If you’re starting a fitness routine, the odds are that your lower back isn’t the first item on your agenda. It’s much more likely that you want to tone your thighs, strengthen your upper arms or lose a few pounds off your belly -- but don’t ignore your lower back. A strong lower back can help you serve a tennis ball, hit a golf ball or perform other athletic moves. A stronger lower back can also help prevent injuries, or the chronic back pain from which many suffer, so be sure to add some lower-back exercises to your regular workout.

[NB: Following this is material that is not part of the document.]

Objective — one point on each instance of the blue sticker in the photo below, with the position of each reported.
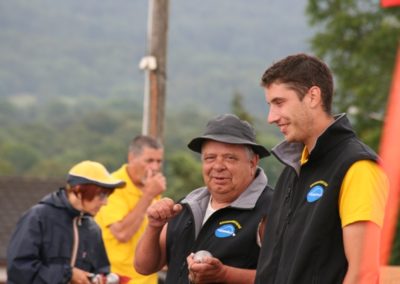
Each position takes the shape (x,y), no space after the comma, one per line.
(315,193)
(225,231)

Barbell Bent Knee Good-Morning
Stand in front of a barbell with your feet about shoulder-width apart. Bend your knees to grasp the barbell with your palms facing your body and your hands wider than shoulder-width.
Lift the barbell as you stand up straight, and then move the barbell over your head and rest it on your shoulders to establish the starting position. Your back should be straight with your head up and your knees slightly flexed.
Inhale as you bend forward from your waist while moving your hips backward until your upper body is horizontal. Hold the barbell steady and don’t arch your back. Flex your knees a bit, as necessary; if you don’t bend your knees you can injure your hamstrings. Maintain your position for a second or two.
Exhale as you rise slowly to the starting position. Perform eight to 12 repetitions and try to work up to three sets.
Dumbbell Side Bend
Stand erect with your feet shoulder-width apart. Grasp a dumbbell in one hand with your palm facing your body and your arms extended. Alternatively, place your free hand on your hip.
Inhale as you bend as far as possible from the waist toward the side in which you’re holding the dumbbell. Keep your back straight, your head up and avoid bending anything other than your waist. Stop when you feel a stretch in the oblique muscles on your sides. Pause for about one second at the lowest point of your stretch.
Exhale as you lift the weight by repeating the movement to the opposite side, which completes one repetition. Perform eight to 12 reps and try to work up to three sets.
Set your feet shoulder-width apart or a bit wider. Keep your head up as you lower yourself by bending from the knees and thrusting your hips back. Grasp two dumbbells with your palms facing your body. Alternatively, set a barbell just in front of your feet and grasp with barbell with either an overhand or alternating grip.
Exhale as you stand erect and lift the weight. Keep your arms extended, whether you’re lifting dumbbells or a barbell. Your feet should remain flat on the floor, your head facing forward and your back straight.
Inhale as your lower yourself slowly into the starting position. Move your hips and knees together throughout the exercise and don’t arch your back. Perform eight to 12 repetitions of the barbell deadlift, or 15 reps if you’re using dumbbells.
- Use light weights, particularly if you’re new to lower-back exercises. A heavy weight might do more harm to your back than good.
- Exercises that target the oblique muscles, such as the dumbbell side bend, also work the quadratus lumborum muscles in your lower back. Exercises such as deadlifts and the barbell bent knee good-morning work your lower back’s erector spinae muscles.